Milo hit the floor with momentum that carried him through the door and into the tunnel he had walked down just minutes before. He glanced right as he began to sprint, looking down the tunnel he had never ventured down and saw three more ghosts stumble from the darkness. Transparent heads yawned curses in throttled voices.
Milo didn’t stop. He lunged on ahead, his legs pumping hard towards the main room of the mine. Where was Isplit? The large doors loomed into view and the grey sheen of daylight could be seen clearly on the floor of the main room. The moaning was getting closer.
Daring a glance over his shoulder, Milo saw the ghosts not running as they would have, but floating towards him, with greater speed than he cared to think about.
Milo burst into the main room and leapt across the old rusted rail tracks that circled the room. From a pile in the corner came a little squeak of recognition and out darted the lithe brown form of Isplit. In his mouth was a small red gem. The small leather coat strapped around his long waist was dirty with dust. He quickly skidded to a halt as he saw Milo approaching.
“Run Isplit!” screamed Milo, “Ghosts!”
Isplit reared up his head for a better look but got none as Milo yanked the weasel from the floor mid run. Isplit paused to register the situation, then skirted up his master's arm and onto his shoulder.
“Where were you?” breathed Milo as he leapt another rail track.
Isplit looked bored with the question, “searching for gems if you must know,” the weasel bared his teeth in a vicious smile and produced the small red gem. “You said something of ghosts?”
Behind them the ghosts breezed into the main chamber, their number had increased to ten as far as Milo could count. He kept running, heading for the twisted tunnel ahead that he remembered as the exit.
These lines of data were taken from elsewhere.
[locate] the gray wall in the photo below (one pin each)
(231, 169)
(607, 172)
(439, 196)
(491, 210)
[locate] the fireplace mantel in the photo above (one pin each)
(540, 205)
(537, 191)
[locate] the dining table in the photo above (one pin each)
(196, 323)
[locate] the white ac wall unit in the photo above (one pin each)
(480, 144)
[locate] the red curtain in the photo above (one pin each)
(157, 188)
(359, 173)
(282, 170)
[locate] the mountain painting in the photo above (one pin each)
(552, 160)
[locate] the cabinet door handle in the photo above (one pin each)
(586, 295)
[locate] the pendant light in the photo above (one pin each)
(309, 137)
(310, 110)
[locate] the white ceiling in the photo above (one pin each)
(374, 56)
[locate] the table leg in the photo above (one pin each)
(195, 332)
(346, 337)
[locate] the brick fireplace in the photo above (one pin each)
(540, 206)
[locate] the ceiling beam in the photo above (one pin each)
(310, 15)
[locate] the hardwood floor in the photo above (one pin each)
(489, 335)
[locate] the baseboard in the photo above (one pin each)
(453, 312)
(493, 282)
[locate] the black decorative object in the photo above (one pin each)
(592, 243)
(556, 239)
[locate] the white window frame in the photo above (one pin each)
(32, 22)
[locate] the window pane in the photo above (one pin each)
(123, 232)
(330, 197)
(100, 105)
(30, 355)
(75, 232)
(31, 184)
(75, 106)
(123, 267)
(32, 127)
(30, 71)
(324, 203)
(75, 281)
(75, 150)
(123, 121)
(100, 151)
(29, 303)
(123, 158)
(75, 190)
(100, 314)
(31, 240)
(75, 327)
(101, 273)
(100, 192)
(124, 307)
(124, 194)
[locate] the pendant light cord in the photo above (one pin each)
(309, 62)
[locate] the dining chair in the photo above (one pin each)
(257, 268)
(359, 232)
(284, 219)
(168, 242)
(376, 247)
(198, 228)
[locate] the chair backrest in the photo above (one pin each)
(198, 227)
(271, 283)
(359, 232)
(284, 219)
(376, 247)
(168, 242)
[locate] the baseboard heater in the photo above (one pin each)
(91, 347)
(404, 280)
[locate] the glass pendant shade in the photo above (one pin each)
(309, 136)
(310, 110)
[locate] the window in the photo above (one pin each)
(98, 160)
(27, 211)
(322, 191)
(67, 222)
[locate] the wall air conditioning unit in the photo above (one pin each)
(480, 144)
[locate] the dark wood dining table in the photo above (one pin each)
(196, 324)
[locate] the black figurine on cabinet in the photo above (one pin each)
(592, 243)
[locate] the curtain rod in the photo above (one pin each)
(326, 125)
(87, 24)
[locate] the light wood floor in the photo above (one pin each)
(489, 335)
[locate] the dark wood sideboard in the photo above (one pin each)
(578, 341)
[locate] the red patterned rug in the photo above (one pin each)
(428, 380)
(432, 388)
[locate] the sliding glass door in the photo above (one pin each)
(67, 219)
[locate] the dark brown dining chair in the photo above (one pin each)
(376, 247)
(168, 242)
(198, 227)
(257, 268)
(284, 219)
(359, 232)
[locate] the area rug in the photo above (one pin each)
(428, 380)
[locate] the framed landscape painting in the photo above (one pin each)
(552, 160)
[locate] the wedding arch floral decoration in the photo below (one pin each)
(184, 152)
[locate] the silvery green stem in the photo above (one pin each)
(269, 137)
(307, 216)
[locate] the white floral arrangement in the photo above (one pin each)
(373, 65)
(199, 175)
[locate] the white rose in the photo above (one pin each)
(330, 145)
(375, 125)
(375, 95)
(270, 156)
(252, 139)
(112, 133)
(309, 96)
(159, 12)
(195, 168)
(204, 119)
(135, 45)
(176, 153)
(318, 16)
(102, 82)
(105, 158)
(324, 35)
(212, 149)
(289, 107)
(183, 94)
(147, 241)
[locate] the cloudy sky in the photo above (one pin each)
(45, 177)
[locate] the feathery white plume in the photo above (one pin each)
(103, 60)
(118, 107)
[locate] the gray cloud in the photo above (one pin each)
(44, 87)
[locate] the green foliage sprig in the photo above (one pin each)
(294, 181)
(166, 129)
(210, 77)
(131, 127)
His feet were sure and fast, stepping lightly between cracked flagstones and smashed doorways as if they were not there. Isplit whooped as the exit bobbed ahead of them. Isplit only then noticed the gem clutched in Milo’s hands.
“By all the angels and devils,” Isplit squeaked in delight. The weasel threw his gem behind them, the small stone sailing through the bodies of the ghosts that bared down on them. Isplit watched it zip through the mist that should be flesh. Isplit cocked a fur-brow, then greedily circled the huge gem twice before ducking into Milo’s jacket as a ghost leapt at them.
Milo Whittersbane vaulted the last collapsed wall and burst through the mine entrance and into the sunlight. Stumbling onto the loose stone slope of the Talagbar mines, his small halfling legs skidded from beneath him and he crashed onto his stomach. His weasel companion, Isplit, catapulted through the air, screaming in unison with Milo. The dwarven ghost behind them emitted a hoarse scream as it failed to stop, and fell into the sunlight. Its form dissolved to dust in a whispering sigh. The ancient remnants of the ghost blew over Milo’s face as he propped himself up on his elbows, the swift winds of Vaasa tugging at his clothes as he regained his breath...
* * * * *
Milo tailed off his story. His elaborate story-telling (complete with small arcane effects, in-depth analysis and a background history of the mines) had lasted almost the entirety of the five-hour journey. He had only paused for Torious to pray in silence to Tyr at first light.
The three adventurers were more than ready to get going into the mines when they reached the massive stone doors at mid-day.